Case 0 doesn't indicate anything anymore. I can print a warning about unexpected error code for the default case.
That's more what I'd expect, yes.
- /*
* if we could lock the semaphore, then we're guaranteed that the
* current rd_idx is valid and ready to be used. So no need to verify
* that the status of the descriptor at rd_idx is valid.
*/
- spin_lock(&desc_ctrl->rd_lock);
It really feels like this locking is all complicated and fragile. I'm not entirely sure the optimisation is worth it - are we really sending compressed audio at such a high rate that it's worth having concurrency handling that's hard to think about?
This is similar to how the bufferq implementation work. What is the other alternative to this? We do want this to be as fast as possible.
Why not just reuse the bufferq implementation if that's what you want to use? More generally most audio ring buffers just keep track of the last place read or written and don't bother with semaphores (why do we even need to block?). It's not just the semaphore you're using here but also some non-atomic variables accessed with memory barriers and mutexes all scattered over a very large block of code. It is far too much effort to reason about what the locking scheme is supposed to be here to determine if it is safe, and that's not going to get any easier when reviewing future changes.

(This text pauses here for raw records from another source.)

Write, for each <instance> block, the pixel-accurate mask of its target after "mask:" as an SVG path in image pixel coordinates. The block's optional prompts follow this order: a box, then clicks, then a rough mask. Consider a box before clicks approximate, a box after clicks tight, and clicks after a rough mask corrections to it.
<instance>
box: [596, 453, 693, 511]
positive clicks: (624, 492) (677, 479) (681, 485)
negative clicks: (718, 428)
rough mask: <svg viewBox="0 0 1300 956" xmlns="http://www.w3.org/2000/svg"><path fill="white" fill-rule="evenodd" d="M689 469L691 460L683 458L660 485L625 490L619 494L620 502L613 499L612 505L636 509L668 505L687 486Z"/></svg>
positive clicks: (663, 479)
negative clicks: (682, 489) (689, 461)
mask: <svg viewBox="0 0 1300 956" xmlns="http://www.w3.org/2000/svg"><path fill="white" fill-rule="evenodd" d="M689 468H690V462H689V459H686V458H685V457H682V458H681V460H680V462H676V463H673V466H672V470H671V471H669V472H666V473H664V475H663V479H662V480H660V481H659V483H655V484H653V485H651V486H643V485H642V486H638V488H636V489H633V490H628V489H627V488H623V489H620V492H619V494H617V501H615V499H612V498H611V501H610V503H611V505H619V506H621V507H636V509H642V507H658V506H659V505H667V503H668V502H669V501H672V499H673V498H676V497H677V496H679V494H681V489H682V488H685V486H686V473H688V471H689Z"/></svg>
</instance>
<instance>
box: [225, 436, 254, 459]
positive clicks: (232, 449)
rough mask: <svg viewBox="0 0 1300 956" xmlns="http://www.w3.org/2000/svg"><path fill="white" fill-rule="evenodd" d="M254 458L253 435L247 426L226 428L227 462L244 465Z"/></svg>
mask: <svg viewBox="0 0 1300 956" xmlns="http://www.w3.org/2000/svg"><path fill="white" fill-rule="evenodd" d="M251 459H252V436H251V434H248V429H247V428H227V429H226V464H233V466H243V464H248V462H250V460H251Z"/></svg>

We need to block because in the past at least the driver could work on blocking mode and it would return the buffers back to Linux and there was no guarantee that the reader and writer would be on the same rate. The worst case assumption was that the writer and the reader could be 2 different apps. For example an app getting data from network to AXD to be encoded and another app reading the encoded data to store it on disk. And AXD supports multi-pipeline, so more one of these operations could be happening at the same time.

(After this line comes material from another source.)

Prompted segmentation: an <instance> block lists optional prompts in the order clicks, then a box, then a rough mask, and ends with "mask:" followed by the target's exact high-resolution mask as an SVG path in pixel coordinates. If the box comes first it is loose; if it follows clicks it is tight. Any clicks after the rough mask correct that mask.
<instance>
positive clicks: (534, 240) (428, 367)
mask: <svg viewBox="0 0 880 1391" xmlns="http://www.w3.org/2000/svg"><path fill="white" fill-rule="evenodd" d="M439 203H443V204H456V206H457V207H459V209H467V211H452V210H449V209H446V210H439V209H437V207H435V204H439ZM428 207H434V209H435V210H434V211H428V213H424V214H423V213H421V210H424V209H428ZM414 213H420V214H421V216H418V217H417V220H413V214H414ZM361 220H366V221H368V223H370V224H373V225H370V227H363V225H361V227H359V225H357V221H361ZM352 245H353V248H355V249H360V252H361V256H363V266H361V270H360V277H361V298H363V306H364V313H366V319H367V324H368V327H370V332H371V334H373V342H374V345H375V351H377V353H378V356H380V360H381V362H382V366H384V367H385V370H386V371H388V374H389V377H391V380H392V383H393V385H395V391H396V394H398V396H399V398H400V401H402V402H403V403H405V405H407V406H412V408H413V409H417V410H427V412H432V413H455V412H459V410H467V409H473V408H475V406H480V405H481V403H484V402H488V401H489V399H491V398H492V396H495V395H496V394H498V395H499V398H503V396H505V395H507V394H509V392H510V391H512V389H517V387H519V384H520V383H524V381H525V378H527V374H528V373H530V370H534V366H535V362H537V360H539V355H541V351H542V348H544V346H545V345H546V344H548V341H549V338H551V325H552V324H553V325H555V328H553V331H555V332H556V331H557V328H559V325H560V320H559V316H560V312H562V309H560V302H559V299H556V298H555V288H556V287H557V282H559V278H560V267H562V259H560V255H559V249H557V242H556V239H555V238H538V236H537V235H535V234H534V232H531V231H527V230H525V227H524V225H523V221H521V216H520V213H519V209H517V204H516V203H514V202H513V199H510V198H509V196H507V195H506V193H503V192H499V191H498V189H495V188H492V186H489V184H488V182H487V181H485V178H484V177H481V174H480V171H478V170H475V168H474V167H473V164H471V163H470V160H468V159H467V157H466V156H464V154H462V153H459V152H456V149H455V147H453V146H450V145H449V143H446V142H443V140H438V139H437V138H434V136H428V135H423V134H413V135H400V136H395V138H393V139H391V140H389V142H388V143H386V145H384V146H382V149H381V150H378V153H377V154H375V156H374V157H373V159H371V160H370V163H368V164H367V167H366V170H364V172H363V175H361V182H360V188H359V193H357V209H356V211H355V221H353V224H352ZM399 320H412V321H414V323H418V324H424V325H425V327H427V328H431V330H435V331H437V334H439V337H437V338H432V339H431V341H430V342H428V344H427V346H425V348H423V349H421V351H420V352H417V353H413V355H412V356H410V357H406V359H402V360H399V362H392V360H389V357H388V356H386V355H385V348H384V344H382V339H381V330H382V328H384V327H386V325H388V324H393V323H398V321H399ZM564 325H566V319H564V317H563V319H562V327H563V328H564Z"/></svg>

Again I hear you and I'll work on refactoring the code to make it simpler and easier to read and hopefully I can get rid of some of the complexity.

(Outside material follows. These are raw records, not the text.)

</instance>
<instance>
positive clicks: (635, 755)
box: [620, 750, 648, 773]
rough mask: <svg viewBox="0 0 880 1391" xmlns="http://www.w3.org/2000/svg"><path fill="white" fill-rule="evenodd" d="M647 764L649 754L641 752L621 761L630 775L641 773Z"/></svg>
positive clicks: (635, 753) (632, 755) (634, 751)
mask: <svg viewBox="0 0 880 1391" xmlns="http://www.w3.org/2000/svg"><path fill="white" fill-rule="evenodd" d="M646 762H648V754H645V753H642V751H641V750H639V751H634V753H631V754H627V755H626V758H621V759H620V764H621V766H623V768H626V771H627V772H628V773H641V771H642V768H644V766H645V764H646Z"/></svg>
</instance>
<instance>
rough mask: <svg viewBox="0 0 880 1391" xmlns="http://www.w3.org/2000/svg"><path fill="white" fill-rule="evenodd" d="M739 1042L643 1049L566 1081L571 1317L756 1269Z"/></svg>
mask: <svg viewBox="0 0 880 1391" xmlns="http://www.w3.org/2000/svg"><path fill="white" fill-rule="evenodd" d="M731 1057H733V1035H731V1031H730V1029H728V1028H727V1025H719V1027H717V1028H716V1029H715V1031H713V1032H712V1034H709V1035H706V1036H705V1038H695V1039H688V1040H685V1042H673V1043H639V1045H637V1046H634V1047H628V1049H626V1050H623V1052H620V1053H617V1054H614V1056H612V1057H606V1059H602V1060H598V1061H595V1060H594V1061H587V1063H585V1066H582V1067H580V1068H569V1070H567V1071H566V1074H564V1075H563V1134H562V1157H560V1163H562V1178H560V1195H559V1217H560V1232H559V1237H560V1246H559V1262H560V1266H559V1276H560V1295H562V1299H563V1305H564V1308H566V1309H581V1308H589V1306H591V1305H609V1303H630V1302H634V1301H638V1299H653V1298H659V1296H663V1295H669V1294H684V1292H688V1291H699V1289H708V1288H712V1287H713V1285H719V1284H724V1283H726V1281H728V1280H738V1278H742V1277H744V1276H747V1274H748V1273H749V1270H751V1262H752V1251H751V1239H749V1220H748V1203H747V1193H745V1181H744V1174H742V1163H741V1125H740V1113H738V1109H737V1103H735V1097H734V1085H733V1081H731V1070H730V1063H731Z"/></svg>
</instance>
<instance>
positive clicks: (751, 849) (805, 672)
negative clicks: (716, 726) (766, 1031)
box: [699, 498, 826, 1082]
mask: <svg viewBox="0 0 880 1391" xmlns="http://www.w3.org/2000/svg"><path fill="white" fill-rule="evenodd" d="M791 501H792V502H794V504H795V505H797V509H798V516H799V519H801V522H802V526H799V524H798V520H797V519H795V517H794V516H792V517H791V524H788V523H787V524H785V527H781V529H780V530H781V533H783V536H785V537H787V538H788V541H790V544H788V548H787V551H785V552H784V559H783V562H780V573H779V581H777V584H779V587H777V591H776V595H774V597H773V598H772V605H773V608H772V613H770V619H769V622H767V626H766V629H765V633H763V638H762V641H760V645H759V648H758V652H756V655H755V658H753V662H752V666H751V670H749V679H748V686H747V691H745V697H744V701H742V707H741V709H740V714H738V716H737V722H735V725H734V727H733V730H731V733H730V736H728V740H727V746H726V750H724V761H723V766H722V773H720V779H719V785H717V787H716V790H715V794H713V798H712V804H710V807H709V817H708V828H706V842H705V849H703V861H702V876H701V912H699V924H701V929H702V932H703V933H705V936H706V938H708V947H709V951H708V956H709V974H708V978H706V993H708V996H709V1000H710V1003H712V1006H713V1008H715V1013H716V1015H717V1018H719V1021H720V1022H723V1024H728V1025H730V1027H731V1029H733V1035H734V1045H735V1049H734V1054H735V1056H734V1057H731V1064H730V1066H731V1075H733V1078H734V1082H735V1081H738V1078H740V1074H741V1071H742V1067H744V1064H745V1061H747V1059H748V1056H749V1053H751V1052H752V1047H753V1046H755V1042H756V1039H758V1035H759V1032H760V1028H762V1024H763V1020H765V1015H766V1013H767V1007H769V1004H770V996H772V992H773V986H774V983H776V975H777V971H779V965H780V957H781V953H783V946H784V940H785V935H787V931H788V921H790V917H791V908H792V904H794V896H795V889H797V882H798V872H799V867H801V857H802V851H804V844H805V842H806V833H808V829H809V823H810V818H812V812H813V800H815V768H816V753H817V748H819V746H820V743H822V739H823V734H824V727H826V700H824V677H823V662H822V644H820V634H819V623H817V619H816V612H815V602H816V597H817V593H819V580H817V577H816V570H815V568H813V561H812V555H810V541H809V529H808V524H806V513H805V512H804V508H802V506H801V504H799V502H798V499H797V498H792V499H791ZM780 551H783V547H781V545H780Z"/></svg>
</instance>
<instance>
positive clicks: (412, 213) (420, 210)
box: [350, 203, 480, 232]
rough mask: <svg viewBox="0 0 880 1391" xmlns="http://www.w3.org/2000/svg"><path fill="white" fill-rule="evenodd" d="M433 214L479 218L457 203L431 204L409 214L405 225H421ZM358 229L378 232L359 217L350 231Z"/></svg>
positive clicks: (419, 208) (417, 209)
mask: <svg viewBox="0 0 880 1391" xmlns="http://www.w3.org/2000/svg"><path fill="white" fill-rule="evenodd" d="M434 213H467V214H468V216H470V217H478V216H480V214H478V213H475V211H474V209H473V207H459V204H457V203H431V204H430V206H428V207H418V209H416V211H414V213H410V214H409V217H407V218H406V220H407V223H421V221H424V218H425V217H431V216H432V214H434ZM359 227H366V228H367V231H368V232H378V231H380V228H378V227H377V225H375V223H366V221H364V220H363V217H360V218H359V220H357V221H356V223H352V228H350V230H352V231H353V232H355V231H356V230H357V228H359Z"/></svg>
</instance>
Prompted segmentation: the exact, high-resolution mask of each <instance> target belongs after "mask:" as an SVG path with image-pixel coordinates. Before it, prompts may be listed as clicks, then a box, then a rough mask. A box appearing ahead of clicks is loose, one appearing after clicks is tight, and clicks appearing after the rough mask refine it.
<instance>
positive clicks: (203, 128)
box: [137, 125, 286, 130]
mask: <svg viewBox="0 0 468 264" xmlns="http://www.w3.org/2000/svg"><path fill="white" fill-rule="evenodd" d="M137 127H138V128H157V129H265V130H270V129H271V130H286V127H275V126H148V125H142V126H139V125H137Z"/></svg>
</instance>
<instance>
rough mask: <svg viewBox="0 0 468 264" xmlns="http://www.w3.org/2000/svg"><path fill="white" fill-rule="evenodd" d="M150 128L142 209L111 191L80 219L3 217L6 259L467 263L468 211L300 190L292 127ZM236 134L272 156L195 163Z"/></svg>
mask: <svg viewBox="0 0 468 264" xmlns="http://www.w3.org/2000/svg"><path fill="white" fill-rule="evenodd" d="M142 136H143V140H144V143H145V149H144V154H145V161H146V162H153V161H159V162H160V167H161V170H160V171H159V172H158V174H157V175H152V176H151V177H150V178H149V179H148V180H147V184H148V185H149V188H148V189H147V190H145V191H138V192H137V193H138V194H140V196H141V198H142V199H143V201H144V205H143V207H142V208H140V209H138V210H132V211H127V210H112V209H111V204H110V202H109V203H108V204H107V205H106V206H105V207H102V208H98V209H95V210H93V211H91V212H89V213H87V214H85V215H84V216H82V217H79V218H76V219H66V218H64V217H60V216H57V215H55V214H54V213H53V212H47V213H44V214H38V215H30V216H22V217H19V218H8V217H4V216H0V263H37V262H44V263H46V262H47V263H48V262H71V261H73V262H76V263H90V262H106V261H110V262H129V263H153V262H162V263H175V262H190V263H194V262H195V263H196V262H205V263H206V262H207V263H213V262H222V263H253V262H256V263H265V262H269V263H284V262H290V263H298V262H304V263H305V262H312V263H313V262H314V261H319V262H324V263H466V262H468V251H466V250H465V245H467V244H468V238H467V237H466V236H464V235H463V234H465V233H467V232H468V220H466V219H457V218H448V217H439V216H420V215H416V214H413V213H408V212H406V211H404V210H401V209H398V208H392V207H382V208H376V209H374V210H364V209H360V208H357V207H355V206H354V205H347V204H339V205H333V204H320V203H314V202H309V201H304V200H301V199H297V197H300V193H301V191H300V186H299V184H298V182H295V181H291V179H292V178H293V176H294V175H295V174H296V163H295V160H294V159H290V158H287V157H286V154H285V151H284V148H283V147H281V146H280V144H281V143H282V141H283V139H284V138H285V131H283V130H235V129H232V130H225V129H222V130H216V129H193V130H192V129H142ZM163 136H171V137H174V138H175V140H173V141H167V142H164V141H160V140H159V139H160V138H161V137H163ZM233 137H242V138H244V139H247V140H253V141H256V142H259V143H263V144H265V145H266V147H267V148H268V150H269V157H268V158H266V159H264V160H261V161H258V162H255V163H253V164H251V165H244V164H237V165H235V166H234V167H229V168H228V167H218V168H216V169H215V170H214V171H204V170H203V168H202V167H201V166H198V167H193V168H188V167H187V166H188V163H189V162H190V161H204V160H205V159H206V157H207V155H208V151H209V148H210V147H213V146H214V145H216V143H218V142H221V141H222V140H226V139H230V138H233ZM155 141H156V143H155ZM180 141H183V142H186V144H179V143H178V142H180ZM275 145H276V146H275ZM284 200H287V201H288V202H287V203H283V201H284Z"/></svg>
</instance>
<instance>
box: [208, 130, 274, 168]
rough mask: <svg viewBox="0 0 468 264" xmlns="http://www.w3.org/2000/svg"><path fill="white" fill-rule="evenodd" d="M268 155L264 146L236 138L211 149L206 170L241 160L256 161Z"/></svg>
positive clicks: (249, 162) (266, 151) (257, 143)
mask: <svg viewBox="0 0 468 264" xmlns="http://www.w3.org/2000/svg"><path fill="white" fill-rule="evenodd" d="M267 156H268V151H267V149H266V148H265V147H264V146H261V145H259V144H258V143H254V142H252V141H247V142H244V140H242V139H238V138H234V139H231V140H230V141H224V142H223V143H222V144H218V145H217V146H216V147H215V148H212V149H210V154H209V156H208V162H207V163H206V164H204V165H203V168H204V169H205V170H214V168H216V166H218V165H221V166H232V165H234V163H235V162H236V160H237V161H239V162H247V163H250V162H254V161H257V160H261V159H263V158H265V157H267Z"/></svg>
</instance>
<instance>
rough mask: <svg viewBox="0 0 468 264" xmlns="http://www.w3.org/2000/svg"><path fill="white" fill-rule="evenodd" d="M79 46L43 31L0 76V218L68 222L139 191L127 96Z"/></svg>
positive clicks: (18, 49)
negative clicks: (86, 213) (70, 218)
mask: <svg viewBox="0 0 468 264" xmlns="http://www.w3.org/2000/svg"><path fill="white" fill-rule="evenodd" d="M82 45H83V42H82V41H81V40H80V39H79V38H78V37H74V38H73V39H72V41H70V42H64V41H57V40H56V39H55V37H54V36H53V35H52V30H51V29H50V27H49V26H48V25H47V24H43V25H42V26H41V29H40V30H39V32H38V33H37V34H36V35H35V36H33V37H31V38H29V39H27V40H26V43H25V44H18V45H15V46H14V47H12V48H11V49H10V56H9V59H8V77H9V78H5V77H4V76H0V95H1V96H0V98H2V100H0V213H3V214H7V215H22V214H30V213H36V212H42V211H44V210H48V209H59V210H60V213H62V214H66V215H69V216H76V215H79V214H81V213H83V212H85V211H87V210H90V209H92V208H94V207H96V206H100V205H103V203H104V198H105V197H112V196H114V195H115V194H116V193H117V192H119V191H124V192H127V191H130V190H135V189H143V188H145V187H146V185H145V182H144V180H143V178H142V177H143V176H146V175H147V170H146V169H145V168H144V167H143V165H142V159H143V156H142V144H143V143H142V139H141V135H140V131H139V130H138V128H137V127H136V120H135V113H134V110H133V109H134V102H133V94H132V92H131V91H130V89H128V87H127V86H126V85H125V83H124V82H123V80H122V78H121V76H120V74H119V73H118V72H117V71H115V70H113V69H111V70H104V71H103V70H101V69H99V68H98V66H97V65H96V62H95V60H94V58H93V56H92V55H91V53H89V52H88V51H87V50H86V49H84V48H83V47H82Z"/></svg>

Trying to make something overly optimised at the expense of comprehensibility and maintainability is not good, if there is a pressing performance reason then by all means but that needs to be something concrete not just a statement that we want things to run faster.
Maybe my use of the semaphore count to keep track of how many descriptors are available and cause the caller to block is the confusing part? Would better comments help?
Documentation would help somewhat but I really think this is far too complicated for what it's trying to do. As far as I can tell all this is doing is simple FIFO type tracking of where the last write and last read in the buffer were (which is what most audio drivers do with their data buffers). That should be something that can be done with something more like just a single lock.
Based on some of your other comments I think this may have been overengineered for some other APIs you were implementing but with the ALSA API it should be possible to dramatically simplify it.
I'll work at addressing all of your comments and hopefully the result will be something much simpler.
Many thanks, Qais
- /*
* Based on the defined axd_pipe->buf_size and number of input pipes
* supported by the firmware, we calculate the number of descriptors we
* need to use using this formula:
*
* axd_pipe->buf_size * num_desc = total_size / num_inputs
*/
- num_desc = total_size / (cmd->num_inputs * axd_pipe->buf_size);
I'm not sure that was an especially tricky line of code to follow... am I missing something here?
The driver receive a pointer to a contiguous buffer area that it needs to divide it into buffers based on its size, number of pipes in the system, and the desired buffer size.
That is what I think the code is doing but apparently it's sufficiently complex that it needs a five line comment including a rewritten version of the equation?